# 11-28 vs 11-32 cassette...how much of a difference will there be?



## razredge

I was wondering how much of a difference a compact 50/34 matched with an 11-28 or 11-32 cassette would be. More specifically, on the lowest gear 34 --> 28 combo or 34 --> 32?
Will the 4T between 28 to 32 make that huge of a difference?

Am I making sense....??


----------



## MikeBiker

About 14% difference.


----------



## DrD

Four teeth on the cassette make a big difference - what are the spacings for the two? The bigger issue for me would probably be the large differences between cogs with the 32.


----------



## FBinNY

*+1* it's 4/28ths, or 1/7th, or about 14%. 

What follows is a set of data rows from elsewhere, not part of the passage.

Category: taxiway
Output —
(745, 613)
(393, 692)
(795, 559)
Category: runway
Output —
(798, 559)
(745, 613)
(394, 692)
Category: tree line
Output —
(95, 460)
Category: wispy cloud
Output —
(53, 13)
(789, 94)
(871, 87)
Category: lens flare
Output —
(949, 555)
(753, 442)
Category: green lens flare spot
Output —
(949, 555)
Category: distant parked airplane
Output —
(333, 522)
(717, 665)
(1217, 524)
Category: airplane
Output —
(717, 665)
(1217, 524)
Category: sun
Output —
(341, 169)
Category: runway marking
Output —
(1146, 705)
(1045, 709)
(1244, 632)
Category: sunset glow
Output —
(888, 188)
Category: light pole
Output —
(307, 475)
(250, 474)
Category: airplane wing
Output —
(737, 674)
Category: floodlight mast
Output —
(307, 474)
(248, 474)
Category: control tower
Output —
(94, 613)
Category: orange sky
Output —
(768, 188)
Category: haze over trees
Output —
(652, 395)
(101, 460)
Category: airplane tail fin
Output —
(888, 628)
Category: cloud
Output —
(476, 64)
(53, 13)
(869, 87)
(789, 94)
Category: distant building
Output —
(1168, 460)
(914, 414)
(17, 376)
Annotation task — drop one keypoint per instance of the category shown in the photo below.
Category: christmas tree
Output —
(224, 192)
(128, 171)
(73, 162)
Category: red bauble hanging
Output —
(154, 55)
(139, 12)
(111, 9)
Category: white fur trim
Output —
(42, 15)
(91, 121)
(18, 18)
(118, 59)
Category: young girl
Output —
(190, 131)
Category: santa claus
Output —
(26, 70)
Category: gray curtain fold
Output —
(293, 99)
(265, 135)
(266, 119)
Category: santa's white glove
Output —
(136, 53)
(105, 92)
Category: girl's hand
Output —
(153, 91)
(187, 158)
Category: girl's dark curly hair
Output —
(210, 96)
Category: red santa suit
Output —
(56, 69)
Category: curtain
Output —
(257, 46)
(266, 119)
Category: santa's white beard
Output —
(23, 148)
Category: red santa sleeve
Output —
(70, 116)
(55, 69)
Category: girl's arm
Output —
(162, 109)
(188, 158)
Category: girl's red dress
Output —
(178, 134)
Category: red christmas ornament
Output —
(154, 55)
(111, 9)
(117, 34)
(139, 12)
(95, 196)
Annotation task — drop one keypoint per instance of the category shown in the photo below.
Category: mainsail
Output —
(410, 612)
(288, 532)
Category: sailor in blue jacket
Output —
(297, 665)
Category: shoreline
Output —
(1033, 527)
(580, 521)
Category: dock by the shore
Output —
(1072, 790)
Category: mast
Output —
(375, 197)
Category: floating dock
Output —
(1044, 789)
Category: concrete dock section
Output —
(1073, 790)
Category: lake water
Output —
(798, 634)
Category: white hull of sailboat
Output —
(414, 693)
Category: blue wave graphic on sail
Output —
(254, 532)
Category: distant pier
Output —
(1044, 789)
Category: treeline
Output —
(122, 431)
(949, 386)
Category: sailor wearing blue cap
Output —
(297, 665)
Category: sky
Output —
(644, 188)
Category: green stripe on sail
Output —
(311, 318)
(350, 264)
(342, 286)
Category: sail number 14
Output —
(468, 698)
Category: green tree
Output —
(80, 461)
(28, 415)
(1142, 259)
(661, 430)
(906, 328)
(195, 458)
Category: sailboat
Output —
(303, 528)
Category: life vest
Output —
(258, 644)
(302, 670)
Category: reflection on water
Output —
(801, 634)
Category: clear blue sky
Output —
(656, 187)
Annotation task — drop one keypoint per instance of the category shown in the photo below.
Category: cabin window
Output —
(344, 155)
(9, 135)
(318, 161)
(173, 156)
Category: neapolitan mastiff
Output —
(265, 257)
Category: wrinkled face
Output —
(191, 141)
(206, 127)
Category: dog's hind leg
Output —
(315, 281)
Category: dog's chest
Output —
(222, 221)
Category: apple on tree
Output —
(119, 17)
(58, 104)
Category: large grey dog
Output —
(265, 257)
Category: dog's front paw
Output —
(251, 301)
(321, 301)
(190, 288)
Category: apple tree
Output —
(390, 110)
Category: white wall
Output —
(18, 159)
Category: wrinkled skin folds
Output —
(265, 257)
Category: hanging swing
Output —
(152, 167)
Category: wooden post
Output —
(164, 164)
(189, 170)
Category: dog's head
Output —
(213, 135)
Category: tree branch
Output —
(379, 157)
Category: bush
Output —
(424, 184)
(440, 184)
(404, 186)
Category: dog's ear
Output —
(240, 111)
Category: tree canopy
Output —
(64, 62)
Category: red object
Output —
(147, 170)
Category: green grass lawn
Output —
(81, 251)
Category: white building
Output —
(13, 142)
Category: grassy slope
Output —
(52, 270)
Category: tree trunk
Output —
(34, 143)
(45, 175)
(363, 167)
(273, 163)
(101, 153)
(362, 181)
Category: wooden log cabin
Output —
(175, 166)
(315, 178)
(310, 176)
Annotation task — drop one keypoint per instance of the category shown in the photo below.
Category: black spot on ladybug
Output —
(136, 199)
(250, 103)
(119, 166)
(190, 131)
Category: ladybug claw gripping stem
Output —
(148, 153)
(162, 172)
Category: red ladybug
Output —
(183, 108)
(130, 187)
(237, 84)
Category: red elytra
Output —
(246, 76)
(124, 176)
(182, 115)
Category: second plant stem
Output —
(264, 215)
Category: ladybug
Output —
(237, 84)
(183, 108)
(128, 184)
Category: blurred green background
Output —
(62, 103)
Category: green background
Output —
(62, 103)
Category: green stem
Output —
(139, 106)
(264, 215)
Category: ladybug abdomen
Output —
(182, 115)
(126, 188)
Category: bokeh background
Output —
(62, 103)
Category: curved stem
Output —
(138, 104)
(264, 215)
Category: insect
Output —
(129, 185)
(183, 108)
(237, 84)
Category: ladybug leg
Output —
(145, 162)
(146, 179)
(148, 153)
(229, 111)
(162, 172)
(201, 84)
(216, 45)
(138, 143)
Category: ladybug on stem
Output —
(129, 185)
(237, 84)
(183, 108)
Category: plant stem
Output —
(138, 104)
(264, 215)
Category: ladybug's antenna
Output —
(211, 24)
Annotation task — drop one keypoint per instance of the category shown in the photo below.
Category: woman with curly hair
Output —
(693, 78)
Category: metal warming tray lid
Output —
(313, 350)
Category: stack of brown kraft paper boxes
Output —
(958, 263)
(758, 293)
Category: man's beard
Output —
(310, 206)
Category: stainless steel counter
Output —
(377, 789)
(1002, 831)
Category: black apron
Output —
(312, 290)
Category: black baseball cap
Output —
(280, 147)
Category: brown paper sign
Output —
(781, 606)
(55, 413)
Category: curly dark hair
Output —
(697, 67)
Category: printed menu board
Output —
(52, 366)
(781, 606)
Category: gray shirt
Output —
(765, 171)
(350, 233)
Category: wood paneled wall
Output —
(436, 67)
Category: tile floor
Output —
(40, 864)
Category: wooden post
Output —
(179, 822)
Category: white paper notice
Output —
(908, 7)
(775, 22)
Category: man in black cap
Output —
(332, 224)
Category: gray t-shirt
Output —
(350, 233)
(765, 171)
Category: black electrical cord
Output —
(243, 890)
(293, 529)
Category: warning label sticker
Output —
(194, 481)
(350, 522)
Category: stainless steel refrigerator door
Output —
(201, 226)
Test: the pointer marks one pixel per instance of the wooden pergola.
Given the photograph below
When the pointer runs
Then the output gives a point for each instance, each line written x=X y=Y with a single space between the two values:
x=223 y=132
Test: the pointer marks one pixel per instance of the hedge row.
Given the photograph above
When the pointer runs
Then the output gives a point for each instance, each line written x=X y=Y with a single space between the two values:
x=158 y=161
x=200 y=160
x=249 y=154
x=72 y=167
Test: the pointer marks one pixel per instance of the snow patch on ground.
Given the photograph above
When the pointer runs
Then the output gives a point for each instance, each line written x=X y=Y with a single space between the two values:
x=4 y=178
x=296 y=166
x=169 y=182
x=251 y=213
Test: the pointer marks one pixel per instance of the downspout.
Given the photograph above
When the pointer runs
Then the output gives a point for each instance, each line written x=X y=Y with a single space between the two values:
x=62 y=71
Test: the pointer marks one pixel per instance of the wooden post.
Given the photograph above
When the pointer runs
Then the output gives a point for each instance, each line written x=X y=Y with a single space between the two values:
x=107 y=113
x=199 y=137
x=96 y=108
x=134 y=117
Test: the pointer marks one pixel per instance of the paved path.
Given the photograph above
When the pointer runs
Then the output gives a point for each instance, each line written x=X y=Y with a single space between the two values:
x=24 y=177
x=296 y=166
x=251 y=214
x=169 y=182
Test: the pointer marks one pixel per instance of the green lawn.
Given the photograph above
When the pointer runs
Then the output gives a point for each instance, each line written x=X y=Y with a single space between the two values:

To help put it in perspective, assuming your existing cassette was 11----25-28, it would be like adding one gear lower by just slightly more than the 25-28 step.


----------



## razredge

The spacing would be:
Regular spacing for the 11-28 (Shimano or Sram)
11-12-13-14-15-17-19-21-24-28 

Slightly larger jumps on the 11-32 (Sram Apex)
11, 12, 13, 15, 17, 19, 22, 25, 28, 32

My guestimate was 10-15%, so I was pretty close. 
I'm concidering upgrading/purchasing a new bike - possibly the Felt Z85. However, unsure if my leggs can handle the 11-28 gearing...or 14% difference. My presently have a triple and tend to use my lowest gear a lot due because of roads and events I tend to participate in.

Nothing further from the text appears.